University of Toledo College of Pharmacy & Pharmaceutical Sciences.
Innov Pharm. 2021 Feb 26;12(1). doi: 10.24926/iip.v12i1.2136. eCollection 2021.
There is a paucity of validation evidence for assessing clinical case-presentations by Doctor of Pharmacy (PharmD) students. Within Kane's Framework for Validation, evidence for inferences of scoring and generalization should be generated first. Thus, our objectives were to characterize and improve scoring, as well as build initial generalization evidence, in order to provide validation evidence for performance-based assessment of clinical case-presentations.
Third-year PharmD students worked up patient-cases from a local hospital. Students orally presented and defended their therapeutic care-plan to pharmacist preceptors (evaluators) and fellow students. Evaluators scored each presentation using an 11-item instrument with a 6-point rating-scale. In addition, evaluators scored a global-item with a 4-point rating-scale. Rasch Measurement was used for scoring analysis, while Generalizability Theory was used for generalization analysis.

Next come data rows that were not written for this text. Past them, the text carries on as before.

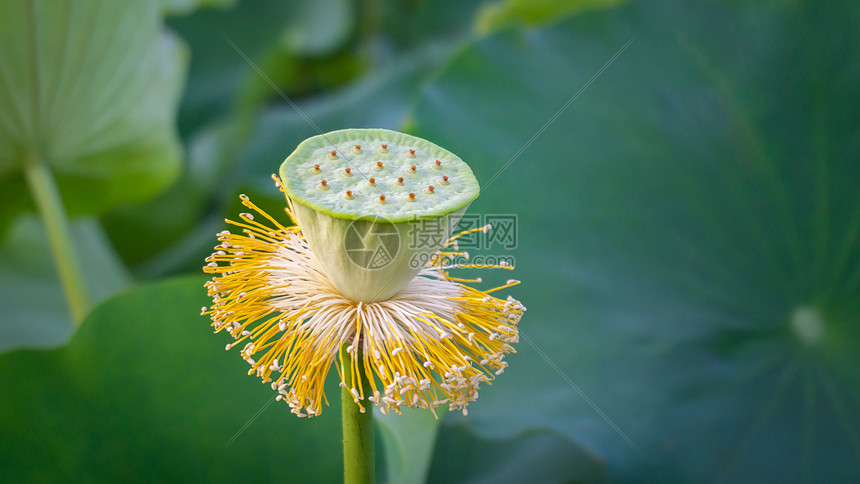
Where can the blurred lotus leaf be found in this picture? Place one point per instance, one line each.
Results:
(689, 232)
(90, 89)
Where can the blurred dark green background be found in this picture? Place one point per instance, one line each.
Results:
(685, 177)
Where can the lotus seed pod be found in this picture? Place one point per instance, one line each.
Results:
(375, 205)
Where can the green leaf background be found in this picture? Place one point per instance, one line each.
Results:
(684, 175)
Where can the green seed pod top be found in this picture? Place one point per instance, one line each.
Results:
(371, 174)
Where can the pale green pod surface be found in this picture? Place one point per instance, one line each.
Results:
(375, 205)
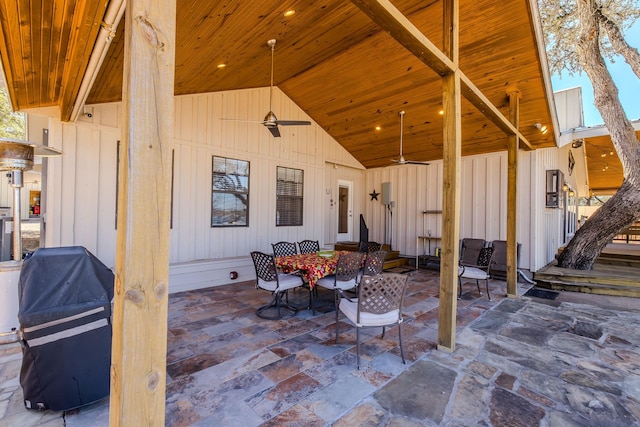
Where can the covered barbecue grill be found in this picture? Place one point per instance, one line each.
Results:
(65, 326)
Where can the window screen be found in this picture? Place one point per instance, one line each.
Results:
(289, 191)
(230, 193)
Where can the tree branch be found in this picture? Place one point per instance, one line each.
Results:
(619, 43)
(606, 97)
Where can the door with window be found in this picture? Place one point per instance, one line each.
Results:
(345, 211)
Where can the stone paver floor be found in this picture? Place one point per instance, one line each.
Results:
(520, 362)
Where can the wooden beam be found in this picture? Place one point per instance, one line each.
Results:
(482, 103)
(89, 15)
(512, 197)
(138, 371)
(390, 19)
(452, 153)
(452, 157)
(383, 13)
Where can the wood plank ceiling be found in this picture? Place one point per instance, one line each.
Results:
(330, 58)
(604, 168)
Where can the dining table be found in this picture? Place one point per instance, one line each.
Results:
(312, 266)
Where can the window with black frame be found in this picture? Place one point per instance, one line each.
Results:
(289, 191)
(230, 193)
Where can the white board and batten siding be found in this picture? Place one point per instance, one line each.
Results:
(82, 183)
(81, 194)
(418, 188)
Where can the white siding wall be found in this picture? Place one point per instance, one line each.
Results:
(417, 188)
(82, 183)
(82, 189)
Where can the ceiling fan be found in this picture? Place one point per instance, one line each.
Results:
(402, 160)
(270, 121)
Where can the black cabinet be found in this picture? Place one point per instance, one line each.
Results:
(554, 192)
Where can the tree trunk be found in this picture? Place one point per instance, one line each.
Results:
(624, 207)
(615, 215)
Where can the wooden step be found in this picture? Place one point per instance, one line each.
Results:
(589, 288)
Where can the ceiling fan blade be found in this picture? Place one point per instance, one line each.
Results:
(293, 122)
(241, 120)
(274, 131)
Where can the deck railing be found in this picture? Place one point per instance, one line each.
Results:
(629, 235)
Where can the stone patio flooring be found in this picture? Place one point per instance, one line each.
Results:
(522, 362)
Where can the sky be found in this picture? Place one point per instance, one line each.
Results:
(627, 83)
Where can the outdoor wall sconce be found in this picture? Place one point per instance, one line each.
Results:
(542, 128)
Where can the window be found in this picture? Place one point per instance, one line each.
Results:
(230, 193)
(289, 190)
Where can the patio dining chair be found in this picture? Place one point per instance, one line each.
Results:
(378, 304)
(367, 247)
(373, 264)
(477, 271)
(284, 248)
(345, 277)
(268, 278)
(470, 251)
(309, 246)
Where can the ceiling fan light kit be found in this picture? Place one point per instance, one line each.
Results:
(401, 160)
(270, 121)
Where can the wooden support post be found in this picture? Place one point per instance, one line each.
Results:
(512, 197)
(138, 365)
(452, 149)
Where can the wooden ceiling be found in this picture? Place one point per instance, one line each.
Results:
(346, 73)
(603, 165)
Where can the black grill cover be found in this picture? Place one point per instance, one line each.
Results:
(65, 321)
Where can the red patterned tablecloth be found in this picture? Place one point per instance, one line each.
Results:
(312, 266)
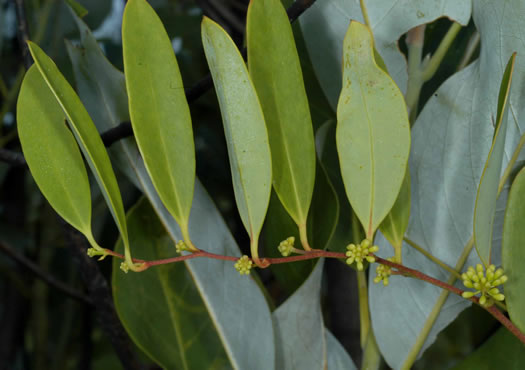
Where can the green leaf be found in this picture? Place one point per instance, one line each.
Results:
(160, 308)
(326, 147)
(79, 10)
(502, 351)
(513, 251)
(227, 296)
(160, 115)
(373, 134)
(395, 223)
(325, 23)
(87, 137)
(451, 139)
(488, 186)
(299, 327)
(244, 126)
(283, 98)
(52, 153)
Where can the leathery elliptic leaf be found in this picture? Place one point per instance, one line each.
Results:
(176, 331)
(373, 135)
(52, 153)
(244, 127)
(488, 186)
(282, 94)
(513, 251)
(159, 112)
(88, 139)
(395, 223)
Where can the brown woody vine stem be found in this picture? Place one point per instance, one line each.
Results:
(316, 253)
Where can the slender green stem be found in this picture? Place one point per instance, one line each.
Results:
(371, 355)
(471, 48)
(364, 317)
(437, 261)
(511, 164)
(436, 59)
(431, 319)
(304, 237)
(365, 14)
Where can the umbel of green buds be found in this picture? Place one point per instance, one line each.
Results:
(359, 253)
(182, 246)
(286, 246)
(243, 265)
(484, 283)
(383, 272)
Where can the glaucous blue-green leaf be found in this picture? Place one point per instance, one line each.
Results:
(501, 351)
(52, 153)
(336, 355)
(161, 308)
(450, 143)
(159, 112)
(395, 223)
(283, 99)
(513, 251)
(244, 126)
(488, 186)
(228, 298)
(373, 134)
(87, 138)
(299, 328)
(325, 23)
(327, 152)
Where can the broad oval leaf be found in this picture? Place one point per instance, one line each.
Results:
(159, 112)
(169, 321)
(373, 134)
(513, 251)
(395, 223)
(52, 153)
(279, 84)
(488, 186)
(87, 137)
(227, 296)
(244, 126)
(450, 143)
(299, 326)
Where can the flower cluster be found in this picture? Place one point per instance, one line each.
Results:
(383, 273)
(182, 246)
(286, 246)
(360, 252)
(243, 265)
(484, 283)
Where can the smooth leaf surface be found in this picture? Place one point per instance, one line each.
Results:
(373, 134)
(86, 134)
(284, 102)
(450, 143)
(513, 251)
(244, 126)
(228, 298)
(159, 112)
(161, 308)
(488, 186)
(325, 23)
(299, 327)
(395, 223)
(501, 351)
(326, 147)
(52, 153)
(336, 355)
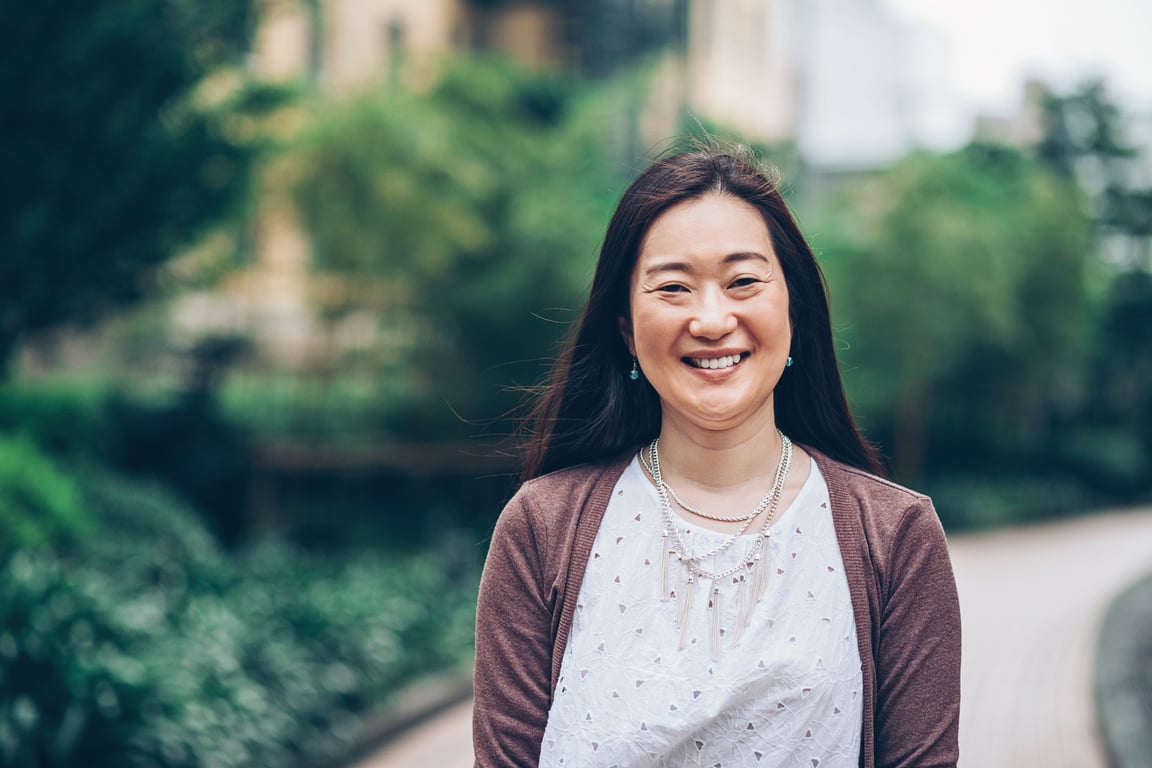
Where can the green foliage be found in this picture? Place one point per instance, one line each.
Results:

Thirty students each presented five cases that were evaluated by 15 preceptors using an 11-item instrument. Using Rasch Measurement, the 11-item instrument's 6-point rating-scale did not work; it only worked once collapsed to a 4-point rating-scale. This revised 11-item instrument also showed redundancy. Alternatively, the global-item performed reasonably on its own. Using multivariate Generalizability Theory, the g-coefficient (reliability) for the series of five case-presentations was 0.76 with the 11-item instrument, and 0.78 with the global-item. Reliability was largely dependent on multiple case-presentations and, to a lesser extent, the number of evaluators per case-presentation.

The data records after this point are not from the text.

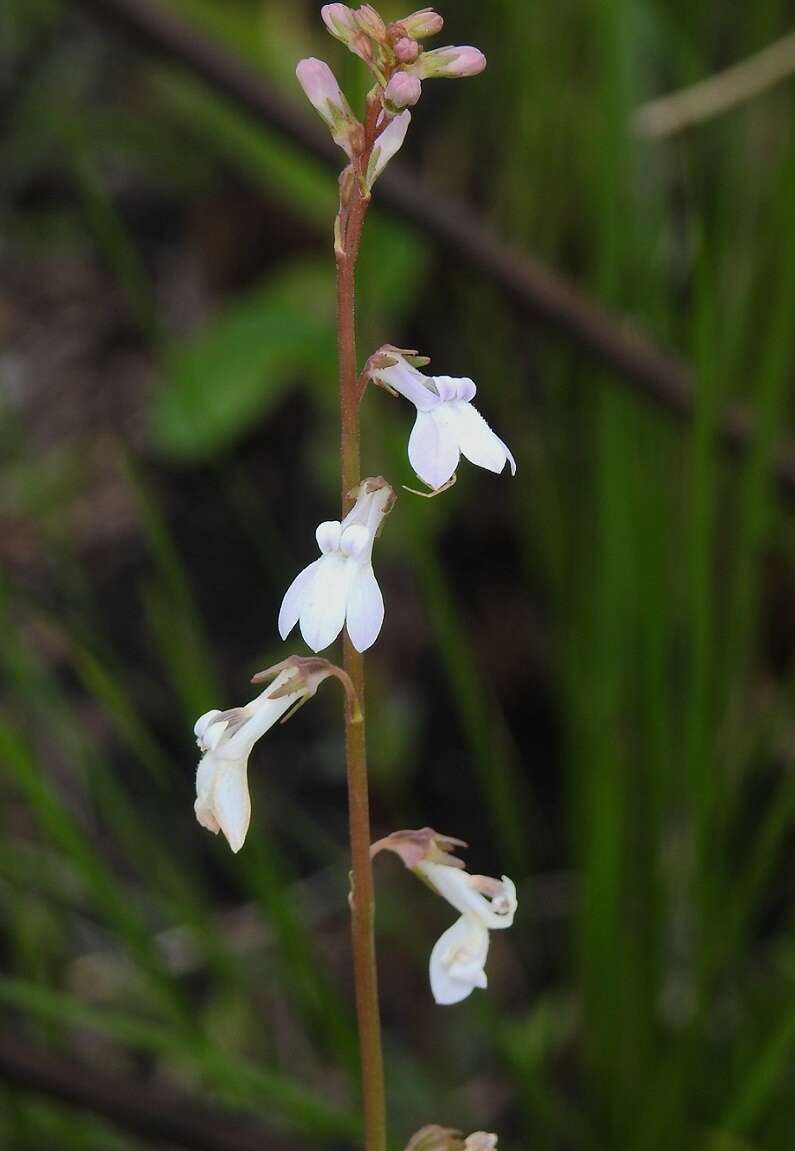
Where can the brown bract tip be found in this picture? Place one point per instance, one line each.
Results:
(420, 846)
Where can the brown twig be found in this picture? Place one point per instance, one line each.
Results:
(170, 1118)
(643, 367)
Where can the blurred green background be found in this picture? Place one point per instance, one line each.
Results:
(586, 672)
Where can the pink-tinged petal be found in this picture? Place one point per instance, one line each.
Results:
(365, 609)
(388, 144)
(205, 779)
(476, 440)
(292, 604)
(466, 390)
(231, 805)
(326, 602)
(433, 447)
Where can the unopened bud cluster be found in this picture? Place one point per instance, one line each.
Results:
(399, 63)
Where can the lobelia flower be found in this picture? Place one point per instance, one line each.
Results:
(227, 739)
(458, 959)
(327, 98)
(341, 589)
(448, 426)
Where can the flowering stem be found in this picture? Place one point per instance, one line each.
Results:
(362, 901)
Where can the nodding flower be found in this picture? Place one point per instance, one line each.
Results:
(448, 425)
(341, 589)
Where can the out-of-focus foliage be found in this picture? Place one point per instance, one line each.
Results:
(587, 672)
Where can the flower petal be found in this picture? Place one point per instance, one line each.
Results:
(205, 779)
(476, 440)
(231, 805)
(365, 609)
(433, 447)
(326, 602)
(292, 604)
(458, 960)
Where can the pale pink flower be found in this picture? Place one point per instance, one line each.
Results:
(449, 63)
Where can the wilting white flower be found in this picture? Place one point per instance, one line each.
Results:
(227, 739)
(341, 589)
(388, 144)
(448, 425)
(327, 98)
(458, 959)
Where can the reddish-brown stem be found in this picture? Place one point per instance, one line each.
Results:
(362, 901)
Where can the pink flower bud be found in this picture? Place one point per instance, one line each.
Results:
(403, 91)
(421, 24)
(339, 20)
(371, 23)
(451, 63)
(406, 51)
(326, 97)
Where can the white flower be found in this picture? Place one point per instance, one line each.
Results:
(341, 589)
(388, 144)
(458, 959)
(227, 739)
(448, 425)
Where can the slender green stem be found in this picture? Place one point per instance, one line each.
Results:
(362, 900)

Our pilot results confirm that scoring should be simple (scale and instrument). More specifically, the longer 11-item instrument measured but had redundancy, whereas the single global-item provided measurement over multiple case-presentations. Further, acceptable reliability can be balanced between more/fewer case-presentations and using more/fewer evaluators.
药学博士(PharmD)学生在评估临床病例报告方面缺乏验证证据。在凯恩的验证框架内,应首先生成评分和概括性推断的证据。因此,我们的目标是对评分进行特征描述和改进,并建立初步的概括性证据,以便为基于表现的临床病例报告评估提供验证证据。

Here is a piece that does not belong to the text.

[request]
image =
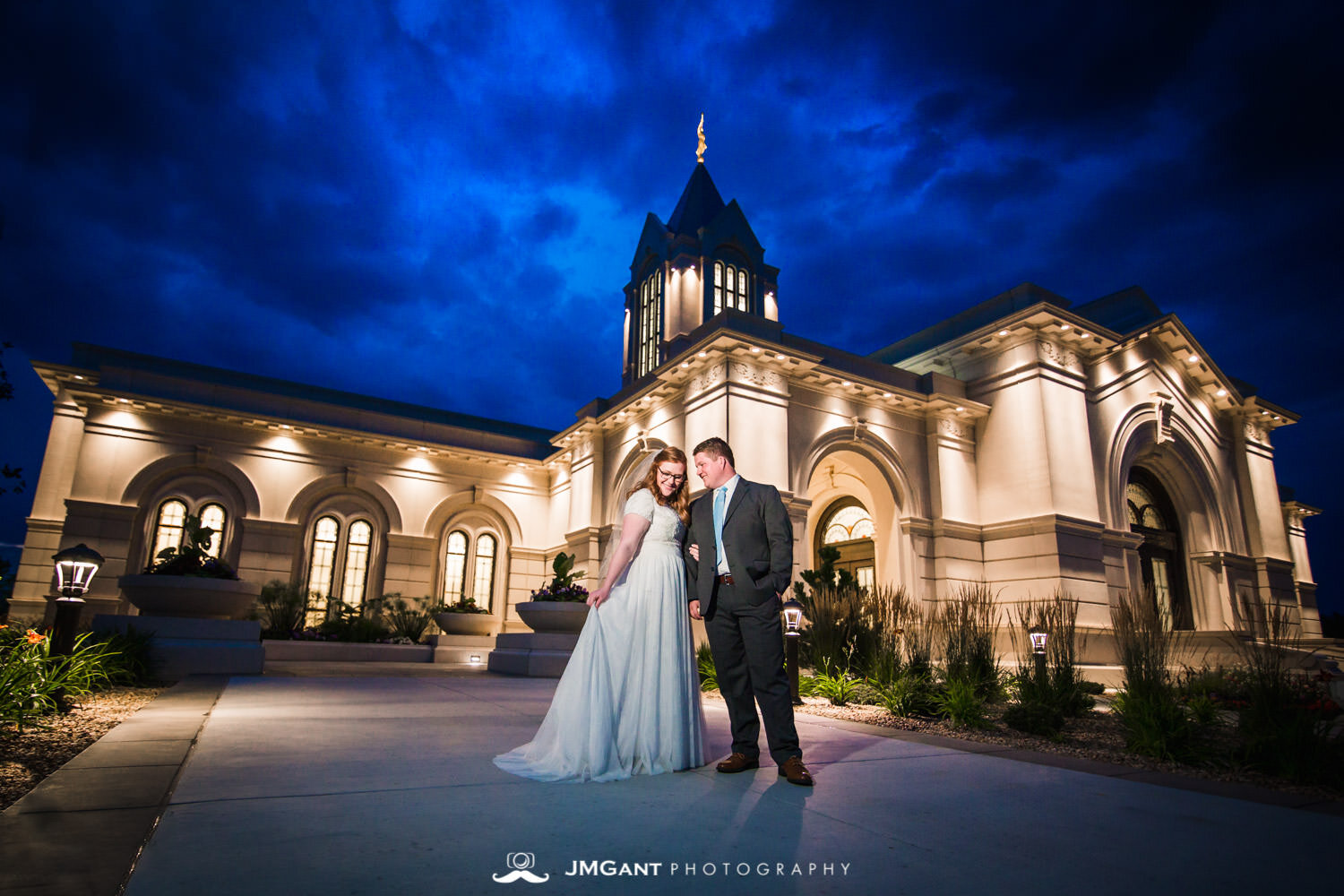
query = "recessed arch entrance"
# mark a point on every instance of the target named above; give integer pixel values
(854, 493)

三年级药学博士学生研究了一家当地医院的患者病例。学生们向药剂师带教老师(评估人员)和同学口头介绍并辩护他们的治疗护理计划。评估人员使用一个包含11个项目、6级评分量表的工具对每次报告进行评分。此外,评估人员使用一个4级评分量表对一个整体项目进行评分。采用拉施测量法进行评分分析,采用概化理论进行概括性分析。
30名学生每人展示了5个病例,由15名带教老师使用一个包含11个项目的工具进行评估。使用拉施测量法时,11个项目的6级评分量表不起作用;只有在合并为4级评分量表时才有效。这个修订后的11个项目的工具也显示出冗余。另外,整体项目本身表现合理。使用多变量概化理论,对于一系列5次病例报告,使用11个项目的工具时g系数(信度)为0.76,使用整体项目时为0.78。信度在很大程度上取决于多个病例报告,在较小程度上取决于每个病例报告的评估人员数量。
我们的试点结果证实,评分应该简单(量表和工具)。更具体地说,较长的11个项目的工具进行了测量但存在冗余,而单个整体项目在多个病例报告中提供了测量。此外,在更多/更少的病例报告和使用更多/更少的评估人员之间可以平衡获得可接受的信度。